Should you decide to go into “town’’ after your sunset cocktail, there’s a trio of grazing establishments on or around Rue Oscar II in Gustavia that is not to be missed. Begin at the achingly hip 25 Quarter bar with a Wasabi Martini—vodka, wasabi and lime—or maybe an Air Mule R-St.Barth—white rum, ginger beer and vanilla-peppercorn syrup— while munching on chef Kristine Kelly’s mahi mahi dumplings and mini quesadillas filled with beef short rib, cantal cheese and cilantro lime crema. The gang is young, music loud and sake menu extensive.
Next, move on to Isoletta, the little sister restaurant of the esteemed Isola. Isoletta is essentially a pizzeria that also serves focaccias and fresh pasta as well as traditional Italian comfort food like meatballs, porcini with melted mozzarella, and prosciutto with rucola. After you enjoy a day’s sailing, before a night’s clubbing, this is a pleasingly informal haunt, where everything is freshly made, piquant and presented with knowledgeable enthusiasm. It’s also a popular spot with children at lunchtime.
For dessert, head to Natural Delights, an organic ice cream parlour and crêperie a few doors down from Isoletta. All the traditional flavours are available, with the emphasis on freshness and originality—brook no argument to the contrary, these are simply the best gelati, sorbets, crêpes and smoothies on St Barths, attracting devotees from every walk of island life. Most stand at the bar or wander the backstreets while happily slurping, but there’s also a take-out service available, a boon for last-minute dinner party planning.
After that, party central is Bagatelle, the Caribbean edition of the upmarket St Tropez to New York group of hipster hang-outs, ever popular with celebrities. If you hanker for a magnum of champagne delivered by Superman crowd-surfing over the assembled revellers, this is the place.
Chef Emmanuel Chavant presents contemporary French cuisine with a twist, so foie gras sliders are one late-night favourite, as are truffle pizzas. Thanks to varied wine and inventive cocktail lists, all is sophisticated calm earlier in the evening, but after 11p.m. most guests are attracted to Bagatelle by the happy vocal house music-fuelled party vibe. If you lunched at Nikki Beach, you’ll recognise a few faces—or maybe not, depending on the mood lighting and general joie de vivre.

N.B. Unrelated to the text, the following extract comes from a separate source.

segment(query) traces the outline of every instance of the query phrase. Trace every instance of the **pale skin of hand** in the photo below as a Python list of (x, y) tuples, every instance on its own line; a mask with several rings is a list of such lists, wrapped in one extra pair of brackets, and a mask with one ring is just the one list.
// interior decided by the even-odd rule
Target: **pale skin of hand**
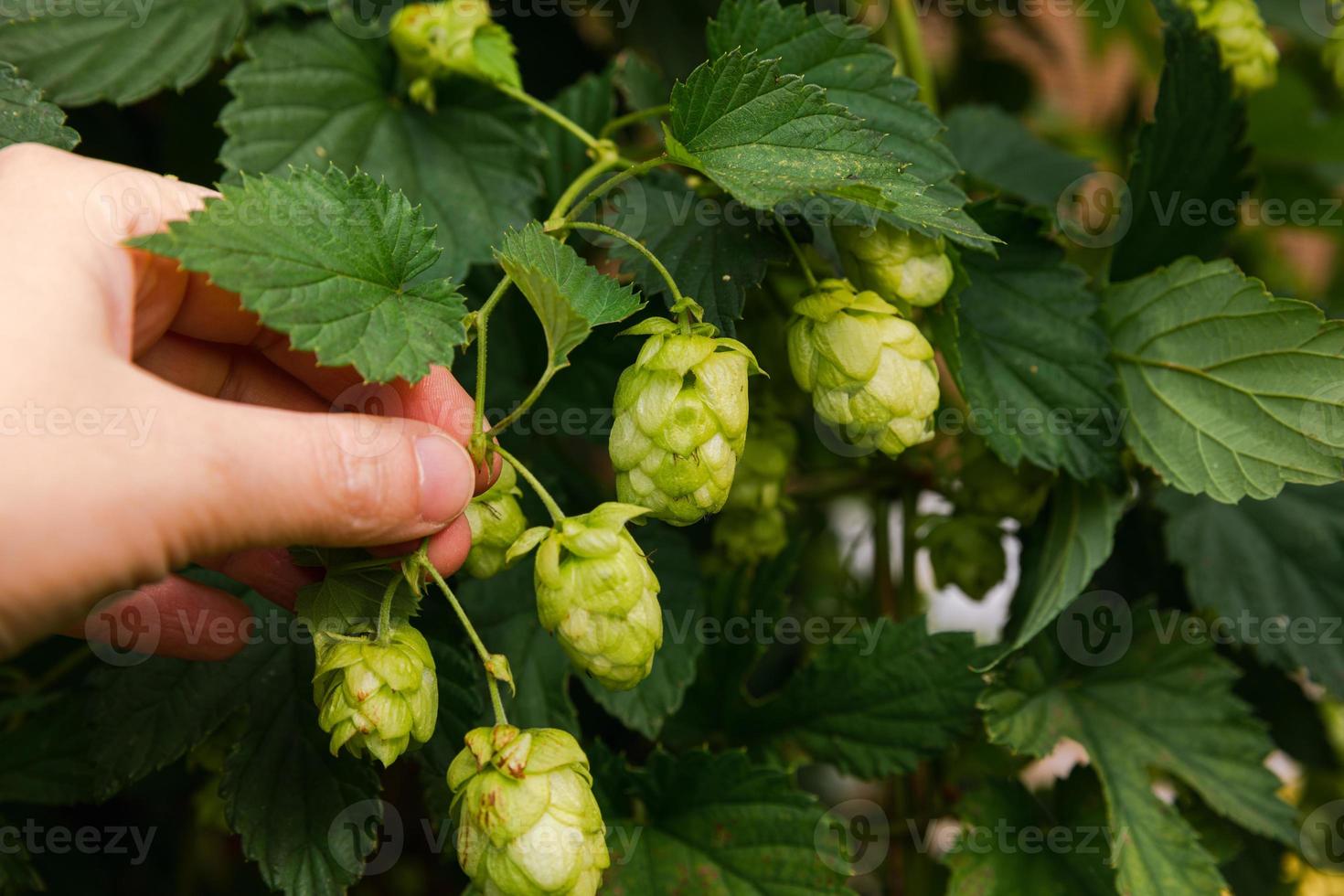
[(444, 574), (470, 548), (462, 510), (489, 474), (462, 447), (472, 399), (448, 371), (364, 386), (204, 275), (120, 244), (211, 195), (0, 150), (0, 658), (98, 638), (90, 610), (133, 590), (156, 653), (219, 660), (254, 637), (250, 611), (172, 575), (188, 563), (292, 607), (316, 575), (282, 545), (429, 537)]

Alternatively, if quiet romance is on the agenda, the newly refurbished Le Tamarin on the way to Grand Saline has to be considered. Back in the day, this location had something of a celebrity rock ‘n’ roll reputation, but husband and wife Paco and Julie Granseau have transformed it into a bucolic sanctuary set in lushly designed gardens complete with water-lily pools and quiet little nooks ideal for that dreamy dinner à deux.
Open at midday, in the evening, and on Sundays for a sumptuous brunch, it serves mostly French or Italian, while American tastes are also catered for. There’s a burger, club sandwich and even a lobster hotdog on the lunchtime menu, but in the evening it’s strictly haute cuisine. The pan-seared foie gras served with a fresh banana mousse and a tangy mango coulis got my attention, as did the magret de canard with sugar-coated almonds. Le Tamarin is a fine new addition to the St Barths restaurant roster.
Lastly, my favourite night spot on the whole island. The harbour-side Baz Bar, presided over by Jean Marc Lefranc, is the Gustavia restaurant and intimate nightclub for live music. There’s seating both inside and out on the marina boardwalk, with international acts change every two weeks. When I dropped in, Carolina blues man Lipbone Redding was in residence, demonstrating the small stage to be ideal for jazz and cabaret performers.
As well as the blues, Lefranc has a passion for exotic sushi prepared by his two Japanese chefs. If soft shell crab, asparagus, avocado, scallion and roe maki, or tuna tataki with fresh wahoo and caviar float your yacht, then Monday through Saturday, 4 p.m. till late, Baz Bar will oblige.
Sublime food, chilled location and good live music—what more could any visitor to St Barths possibly want.